Robert Boyland and Emily Clark report on a revealing NUT survey of ethnic minority teachers
THREE out of four ethnic minority teachers surveyed by a union believe racism in schools is hindering their progress up the career ladder.
Of the 107 teachers who responded to the National Union of Teachers'
survey, 73 per cent were dissatisfied with the reasons for their failure to get better jobs.
One applicant was told: "You are lucky that you are working in this position. The white teachers have a higher standard of living and they need more money. That is why they are promoted over you."
Another said: "I asked the head of department and was told that the school had to think of its image - parents may not like to see a 'foreigner' in a position of authority."
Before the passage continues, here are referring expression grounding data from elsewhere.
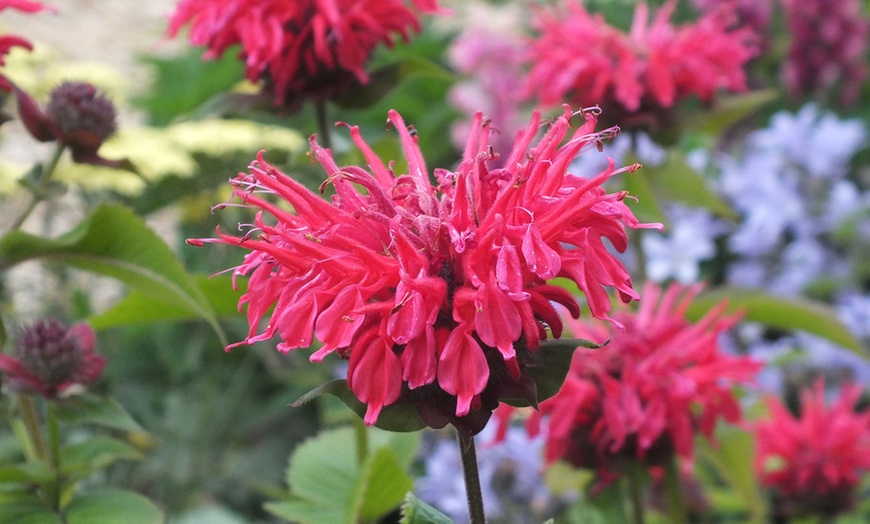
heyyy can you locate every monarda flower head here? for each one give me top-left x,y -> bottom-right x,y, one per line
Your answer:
191,106 -> 657,433
0,319 -> 104,399
781,0 -> 869,106
755,380 -> 870,518
533,283 -> 760,475
167,0 -> 440,107
525,0 -> 757,130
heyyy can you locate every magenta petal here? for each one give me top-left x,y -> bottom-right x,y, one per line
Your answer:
438,325 -> 489,417
348,334 -> 403,425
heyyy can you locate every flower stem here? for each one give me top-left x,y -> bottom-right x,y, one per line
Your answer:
314,99 -> 332,150
17,395 -> 47,461
46,403 -> 62,511
663,458 -> 687,524
625,461 -> 647,524
354,417 -> 368,465
7,142 -> 66,233
456,429 -> 486,524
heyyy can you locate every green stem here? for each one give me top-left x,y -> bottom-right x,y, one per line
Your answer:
456,429 -> 486,524
625,462 -> 647,524
7,142 -> 66,233
314,99 -> 332,150
46,403 -> 62,511
17,395 -> 47,461
663,458 -> 687,524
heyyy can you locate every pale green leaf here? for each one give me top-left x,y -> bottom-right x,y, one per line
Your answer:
697,426 -> 766,524
0,203 -> 225,345
53,394 -> 143,433
399,493 -> 454,524
63,489 -> 163,524
357,449 -> 414,521
686,287 -> 865,355
61,436 -> 142,475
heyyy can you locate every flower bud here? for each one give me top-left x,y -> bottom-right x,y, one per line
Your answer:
46,81 -> 117,151
17,319 -> 84,389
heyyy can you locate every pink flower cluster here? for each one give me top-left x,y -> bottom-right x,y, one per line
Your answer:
192,107 -> 656,427
525,0 -> 756,125
535,283 -> 760,473
168,0 -> 440,106
755,381 -> 870,517
781,0 -> 869,106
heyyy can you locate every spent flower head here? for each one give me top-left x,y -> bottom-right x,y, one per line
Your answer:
0,319 -> 104,399
14,80 -> 120,166
755,380 -> 870,517
168,0 -> 441,108
535,282 -> 760,476
190,106 -> 658,433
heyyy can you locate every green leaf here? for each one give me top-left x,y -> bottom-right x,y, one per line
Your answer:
333,56 -> 453,110
697,426 -> 766,524
61,436 -> 143,476
266,427 -> 416,524
0,462 -> 53,484
293,380 -> 427,433
358,449 -> 414,521
686,287 -> 865,355
399,493 -> 453,524
53,394 -> 143,433
88,274 -> 241,330
633,150 -> 736,220
0,203 -> 225,345
63,489 -> 163,524
0,498 -> 61,524
134,48 -> 245,127
683,89 -> 779,137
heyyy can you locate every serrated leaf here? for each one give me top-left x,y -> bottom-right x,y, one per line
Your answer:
358,448 -> 413,520
266,427 -> 361,523
399,493 -> 453,524
63,489 -> 163,524
0,203 -> 226,345
61,436 -> 142,476
0,499 -> 61,524
88,274 -> 240,329
267,427 -> 418,524
53,394 -> 143,433
686,287 -> 865,355
293,380 -> 426,433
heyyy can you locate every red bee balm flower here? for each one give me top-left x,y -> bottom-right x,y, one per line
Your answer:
191,107 -> 657,430
525,0 -> 756,128
537,283 -> 760,473
167,0 -> 440,106
755,380 -> 870,517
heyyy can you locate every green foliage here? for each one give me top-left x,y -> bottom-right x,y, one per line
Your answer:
53,394 -> 143,433
697,426 -> 767,524
265,427 -> 419,524
88,274 -> 241,330
0,203 -> 226,345
399,493 -> 454,524
687,287 -> 866,355
135,48 -> 246,127
63,489 -> 163,524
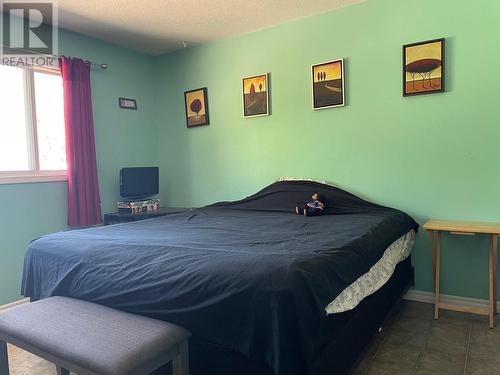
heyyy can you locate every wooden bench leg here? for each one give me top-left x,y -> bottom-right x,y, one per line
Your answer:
56,366 -> 70,375
172,341 -> 189,375
0,340 -> 9,375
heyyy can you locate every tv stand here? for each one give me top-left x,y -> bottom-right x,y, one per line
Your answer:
103,207 -> 189,225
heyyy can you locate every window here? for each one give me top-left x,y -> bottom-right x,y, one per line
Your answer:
0,64 -> 66,183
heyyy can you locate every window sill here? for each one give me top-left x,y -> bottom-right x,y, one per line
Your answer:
0,171 -> 67,185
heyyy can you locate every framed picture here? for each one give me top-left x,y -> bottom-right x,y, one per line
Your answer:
184,87 -> 209,127
403,38 -> 445,96
311,59 -> 345,110
242,73 -> 269,117
118,97 -> 137,110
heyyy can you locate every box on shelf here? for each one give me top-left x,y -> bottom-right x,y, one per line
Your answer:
117,199 -> 160,214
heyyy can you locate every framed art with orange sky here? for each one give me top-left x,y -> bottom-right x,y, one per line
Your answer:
403,38 -> 445,96
311,59 -> 345,109
242,73 -> 269,117
184,87 -> 209,127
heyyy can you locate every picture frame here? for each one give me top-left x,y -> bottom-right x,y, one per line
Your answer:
118,97 -> 137,110
403,38 -> 445,96
184,87 -> 209,127
311,59 -> 345,110
242,73 -> 269,118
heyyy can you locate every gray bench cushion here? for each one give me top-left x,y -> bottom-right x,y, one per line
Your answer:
0,297 -> 191,375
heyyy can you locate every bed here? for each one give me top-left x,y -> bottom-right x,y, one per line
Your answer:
21,180 -> 418,375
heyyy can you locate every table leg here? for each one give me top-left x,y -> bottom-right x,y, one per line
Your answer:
494,236 -> 498,315
434,231 -> 442,320
428,230 -> 436,288
489,234 -> 497,328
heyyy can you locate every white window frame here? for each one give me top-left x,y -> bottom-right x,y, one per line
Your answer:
0,65 -> 67,184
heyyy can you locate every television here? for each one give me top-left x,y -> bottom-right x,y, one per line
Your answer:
120,167 -> 159,199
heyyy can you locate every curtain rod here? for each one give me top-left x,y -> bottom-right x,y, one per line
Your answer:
0,45 -> 108,69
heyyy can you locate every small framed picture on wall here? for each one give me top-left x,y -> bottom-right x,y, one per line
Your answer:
242,73 -> 269,118
311,59 -> 345,110
118,97 -> 137,110
403,38 -> 445,96
184,87 -> 209,127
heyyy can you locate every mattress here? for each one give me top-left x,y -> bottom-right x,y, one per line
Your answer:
154,257 -> 413,375
22,180 -> 418,375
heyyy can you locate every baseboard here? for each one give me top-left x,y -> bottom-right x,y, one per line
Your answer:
404,289 -> 500,310
0,298 -> 29,311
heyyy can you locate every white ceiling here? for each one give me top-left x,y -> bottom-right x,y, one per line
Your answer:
57,0 -> 366,55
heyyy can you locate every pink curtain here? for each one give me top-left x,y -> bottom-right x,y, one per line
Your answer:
59,56 -> 102,226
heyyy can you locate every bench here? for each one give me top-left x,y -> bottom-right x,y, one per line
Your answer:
0,297 -> 191,375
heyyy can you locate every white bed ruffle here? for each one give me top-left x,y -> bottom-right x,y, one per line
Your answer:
325,230 -> 415,314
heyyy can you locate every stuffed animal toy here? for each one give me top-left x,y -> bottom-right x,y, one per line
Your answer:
296,193 -> 325,216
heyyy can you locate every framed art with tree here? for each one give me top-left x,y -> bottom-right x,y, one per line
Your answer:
403,38 -> 445,96
184,87 -> 209,127
311,59 -> 345,110
242,73 -> 269,118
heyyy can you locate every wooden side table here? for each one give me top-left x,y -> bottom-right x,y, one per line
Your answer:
423,220 -> 500,328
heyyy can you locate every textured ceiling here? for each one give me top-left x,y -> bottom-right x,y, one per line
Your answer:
57,0 -> 366,55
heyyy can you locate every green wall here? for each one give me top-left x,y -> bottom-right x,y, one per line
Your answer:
153,0 -> 500,300
0,16 -> 157,304
2,0 -> 499,306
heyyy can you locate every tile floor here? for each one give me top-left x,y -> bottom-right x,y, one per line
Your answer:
4,300 -> 500,375
351,300 -> 500,375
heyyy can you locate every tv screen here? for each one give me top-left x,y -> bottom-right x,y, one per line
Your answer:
120,167 -> 159,199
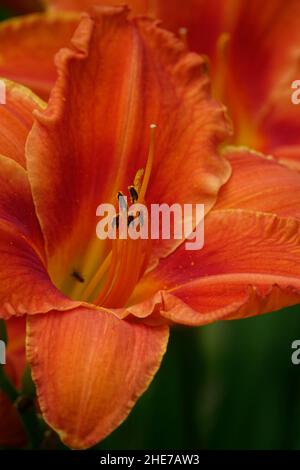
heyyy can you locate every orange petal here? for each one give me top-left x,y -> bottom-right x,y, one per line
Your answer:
0,156 -> 80,319
46,1 -> 300,165
214,148 -> 300,219
219,0 -> 300,157
257,81 -> 300,166
129,210 -> 300,325
26,7 -> 231,290
46,0 -> 226,62
0,154 -> 44,252
271,146 -> 300,173
0,13 -> 80,100
0,76 -> 40,282
0,106 -> 76,320
0,136 -> 86,320
138,16 -> 231,264
0,153 -> 74,319
27,308 -> 169,449
5,318 -> 27,387
46,0 -> 148,13
45,0 -> 236,75
0,80 -> 45,168
0,220 -> 82,320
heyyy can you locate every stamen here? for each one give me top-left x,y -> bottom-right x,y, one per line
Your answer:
138,211 -> 144,226
112,214 -> 120,229
80,251 -> 112,301
100,238 -> 142,307
128,185 -> 139,203
117,191 -> 127,211
78,125 -> 156,306
213,32 -> 230,100
134,169 -> 144,192
93,238 -> 124,305
127,214 -> 135,226
139,124 -> 157,201
97,247 -> 120,304
147,0 -> 156,16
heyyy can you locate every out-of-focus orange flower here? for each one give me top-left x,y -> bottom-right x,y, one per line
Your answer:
1,6 -> 300,449
23,0 -> 299,170
0,318 -> 27,447
0,12 -> 80,100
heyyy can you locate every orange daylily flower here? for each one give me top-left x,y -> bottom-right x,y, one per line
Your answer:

The NUT found that many black and ethnic minority teachers who unsuccessfully applied for promotion now have "little faith or confidence" in the system. Two-thirds of those surveyed had applied for more senior positions, with four out of 10 succeeding.
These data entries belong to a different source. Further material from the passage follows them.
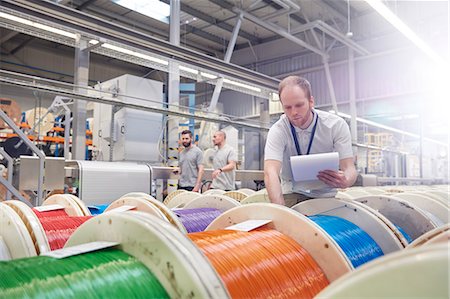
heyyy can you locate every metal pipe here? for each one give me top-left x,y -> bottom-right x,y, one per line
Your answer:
0,71 -> 269,131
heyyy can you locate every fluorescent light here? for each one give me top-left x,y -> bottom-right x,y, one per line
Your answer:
91,42 -> 168,65
223,78 -> 262,92
113,0 -> 170,23
365,0 -> 444,64
200,72 -> 217,79
179,65 -> 198,74
0,12 -> 77,39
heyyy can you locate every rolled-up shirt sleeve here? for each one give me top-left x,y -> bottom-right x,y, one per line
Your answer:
333,119 -> 354,160
264,124 -> 286,162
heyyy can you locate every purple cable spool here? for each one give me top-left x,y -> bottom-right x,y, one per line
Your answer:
173,208 -> 222,233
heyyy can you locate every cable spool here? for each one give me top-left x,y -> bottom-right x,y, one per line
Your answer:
222,190 -> 248,202
175,195 -> 240,233
65,212 -> 229,298
353,195 -> 438,241
392,192 -> 449,226
361,187 -> 385,195
64,194 -> 92,216
292,198 -> 404,256
316,243 -> 449,298
203,148 -> 215,168
411,190 -> 450,205
33,207 -> 91,251
42,194 -> 85,216
344,199 -> 409,248
425,190 -> 449,204
165,191 -> 201,209
202,189 -> 226,195
407,223 -> 450,248
236,188 -> 256,196
336,188 -> 371,199
0,236 -> 11,261
163,189 -> 186,206
206,203 -> 353,282
120,192 -> 186,233
0,98 -> 21,129
240,192 -> 271,204
0,203 -> 37,258
3,200 -> 50,255
25,107 -> 55,134
106,196 -> 169,220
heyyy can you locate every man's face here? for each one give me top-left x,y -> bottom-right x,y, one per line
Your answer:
212,132 -> 223,146
280,85 -> 314,128
181,134 -> 192,147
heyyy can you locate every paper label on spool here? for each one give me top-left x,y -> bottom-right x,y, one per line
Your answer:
42,241 -> 119,259
35,204 -> 65,212
105,205 -> 136,213
225,219 -> 272,232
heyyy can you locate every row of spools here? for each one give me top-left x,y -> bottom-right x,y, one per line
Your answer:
0,185 -> 448,298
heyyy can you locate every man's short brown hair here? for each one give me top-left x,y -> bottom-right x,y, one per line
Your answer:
278,76 -> 312,99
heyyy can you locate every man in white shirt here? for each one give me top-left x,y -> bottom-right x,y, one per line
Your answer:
264,76 -> 357,205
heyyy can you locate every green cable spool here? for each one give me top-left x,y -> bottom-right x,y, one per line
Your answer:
0,248 -> 169,298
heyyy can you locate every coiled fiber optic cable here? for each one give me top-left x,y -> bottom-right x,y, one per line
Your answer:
33,209 -> 92,250
396,225 -> 413,243
173,208 -> 222,233
189,228 -> 329,298
88,204 -> 109,216
309,215 -> 384,268
0,248 -> 168,298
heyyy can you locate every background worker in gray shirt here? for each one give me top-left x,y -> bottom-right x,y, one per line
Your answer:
264,76 -> 357,206
177,130 -> 204,192
210,130 -> 238,191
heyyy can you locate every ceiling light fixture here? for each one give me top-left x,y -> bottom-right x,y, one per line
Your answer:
0,12 -> 77,39
365,0 -> 444,64
223,78 -> 262,92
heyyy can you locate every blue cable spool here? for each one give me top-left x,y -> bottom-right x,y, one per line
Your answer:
309,215 -> 384,268
88,204 -> 109,216
396,225 -> 413,243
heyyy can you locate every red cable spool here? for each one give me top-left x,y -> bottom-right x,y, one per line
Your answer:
33,208 -> 91,250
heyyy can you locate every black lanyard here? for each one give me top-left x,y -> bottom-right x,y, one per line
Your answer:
290,111 -> 319,156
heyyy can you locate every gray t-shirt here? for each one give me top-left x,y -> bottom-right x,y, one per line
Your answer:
179,145 -> 203,188
264,109 -> 353,197
210,144 -> 237,190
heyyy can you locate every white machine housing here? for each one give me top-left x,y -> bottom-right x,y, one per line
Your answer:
93,74 -> 163,162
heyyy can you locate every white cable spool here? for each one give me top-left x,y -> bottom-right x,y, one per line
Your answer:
316,243 -> 449,298
236,188 -> 256,196
202,189 -> 226,196
206,203 -> 353,282
335,191 -> 354,200
3,200 -> 50,255
105,196 -> 169,221
0,203 -> 37,258
203,148 -> 215,168
183,194 -> 240,212
65,211 -> 230,299
65,194 -> 92,216
165,191 -> 201,209
0,236 -> 11,261
222,190 -> 248,202
26,107 -> 55,134
362,187 -> 386,195
336,188 -> 371,199
43,194 -> 85,216
292,198 -> 404,254
163,189 -> 187,206
240,192 -> 271,205
120,192 -> 186,233
407,223 -> 450,248
392,192 -> 449,226
353,195 -> 437,241
425,190 -> 449,205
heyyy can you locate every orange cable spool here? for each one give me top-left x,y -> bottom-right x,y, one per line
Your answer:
33,209 -> 91,250
189,228 -> 329,298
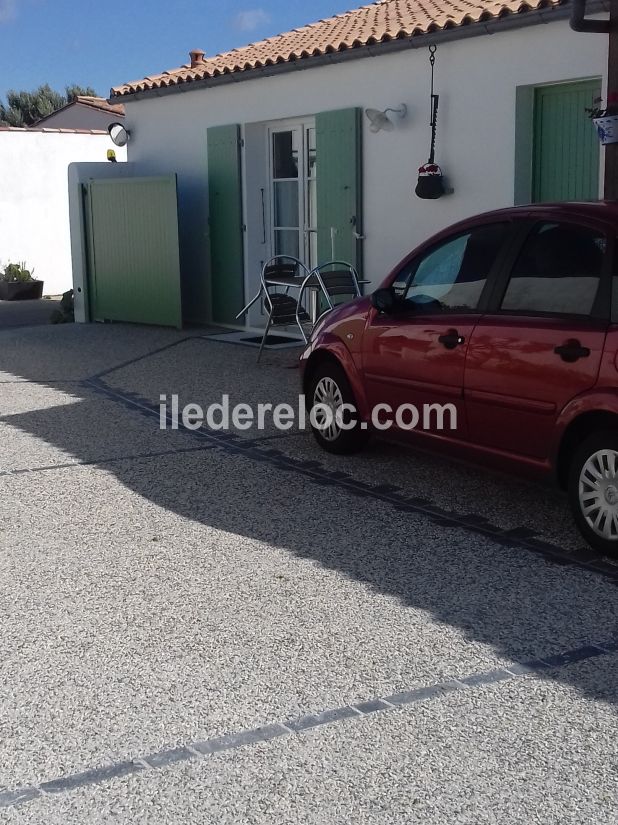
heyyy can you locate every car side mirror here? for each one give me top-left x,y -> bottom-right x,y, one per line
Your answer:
371,287 -> 396,314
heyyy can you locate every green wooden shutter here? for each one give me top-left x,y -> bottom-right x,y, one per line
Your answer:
532,80 -> 600,202
315,108 -> 363,273
207,124 -> 244,324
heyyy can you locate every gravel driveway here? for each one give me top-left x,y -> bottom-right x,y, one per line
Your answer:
0,324 -> 616,824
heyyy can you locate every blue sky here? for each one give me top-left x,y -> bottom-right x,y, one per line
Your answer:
0,0 -> 356,100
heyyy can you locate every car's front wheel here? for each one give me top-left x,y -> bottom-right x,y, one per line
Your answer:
569,431 -> 618,558
308,361 -> 370,454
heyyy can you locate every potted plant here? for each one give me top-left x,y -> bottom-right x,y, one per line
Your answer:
0,262 -> 44,301
586,93 -> 618,146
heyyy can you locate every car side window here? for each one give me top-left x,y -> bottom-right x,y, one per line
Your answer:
393,223 -> 508,312
501,222 -> 606,316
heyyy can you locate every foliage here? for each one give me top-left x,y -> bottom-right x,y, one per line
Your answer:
0,84 -> 98,127
65,85 -> 97,103
1,262 -> 35,283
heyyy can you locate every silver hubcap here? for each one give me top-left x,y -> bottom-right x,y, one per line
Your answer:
313,377 -> 344,442
579,449 -> 618,541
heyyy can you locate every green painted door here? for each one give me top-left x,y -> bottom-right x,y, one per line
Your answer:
86,176 -> 182,328
207,124 -> 244,324
532,80 -> 600,202
315,108 -> 363,272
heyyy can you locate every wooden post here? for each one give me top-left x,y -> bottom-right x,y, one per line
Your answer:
605,0 -> 618,200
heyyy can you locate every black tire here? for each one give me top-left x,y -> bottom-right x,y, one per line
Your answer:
568,430 -> 618,558
307,361 -> 370,455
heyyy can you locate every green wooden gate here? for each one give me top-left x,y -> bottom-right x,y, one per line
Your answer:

While 64 per cent of ethnic minority teachers said they would consider applying for the National Professional Qualification for Headship, a third who would not do so blamed racism or lack of equality in the promotion system.
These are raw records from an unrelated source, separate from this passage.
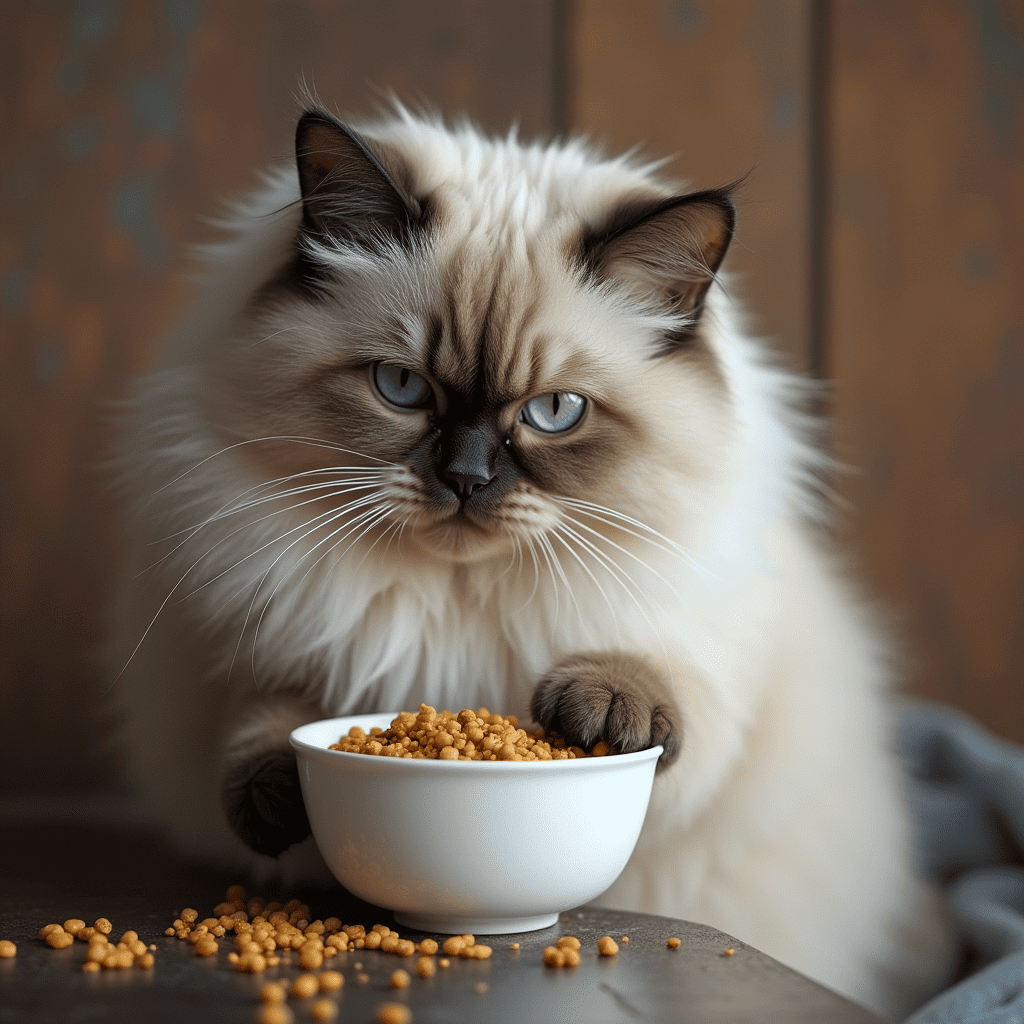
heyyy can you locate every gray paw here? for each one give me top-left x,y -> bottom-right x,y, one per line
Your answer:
530,653 -> 682,769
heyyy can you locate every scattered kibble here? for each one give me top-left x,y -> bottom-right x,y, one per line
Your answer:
82,961 -> 101,973
375,1004 -> 412,1024
258,1006 -> 292,1024
438,958 -> 450,969
391,968 -> 410,989
63,919 -> 86,936
310,999 -> 337,1021
415,939 -> 438,955
416,956 -> 435,978
94,919 -> 112,935
46,931 -> 74,950
509,943 -> 519,951
621,936 -> 629,944
667,937 -> 681,949
292,974 -> 319,999
597,936 -> 619,956
556,936 -> 581,950
723,948 -> 735,957
356,972 -> 370,984
318,971 -> 343,992
0,941 -> 16,958
330,705 -> 612,761
543,946 -> 566,967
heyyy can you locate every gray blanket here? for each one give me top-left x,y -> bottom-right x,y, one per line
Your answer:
900,700 -> 1024,1024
One teacher said: "At one stage I would have considered this but due to the extent of institutional racism in schools, left unchecked, I have changed my mind."
Teachers of Caribbean origin were more successful in gaining promotion than other ethnic groups. Nearly three-quarters (71 per cent) of Caribbean teachers had applied for promotion and 62 per cent of such applications were successful.
Indian and African teachers were the least successful in their efforts to gain better jobs. Those of Indian origin were successful in just 15 per cent of their promotion applications, while African teachers made more such applications than other ethnic groups, but still had the second lowest success rate.
This was despite the fact that 92 per cent of African teachers possessed additional qualifications, such as MAs or postgraduate diplomas, or were working towards them. Nearly half of promoted Caribbean teachers, however, had no additional qualifications.
The NUT wants the Government to set up a work shadow scheme for ethnic minority teachers aspiring to leadership positions and develop a strategy to keep them in their jobs. It also wants training for middle managers.
John Bangs, the NUT's head of education, said: "Attitudes have changed massively in the past few years. The Stephen Lawrence inquiry has had a profound effect on awareness, monitoring is much greater and there is a lot of positive work going on but it is by no means completed."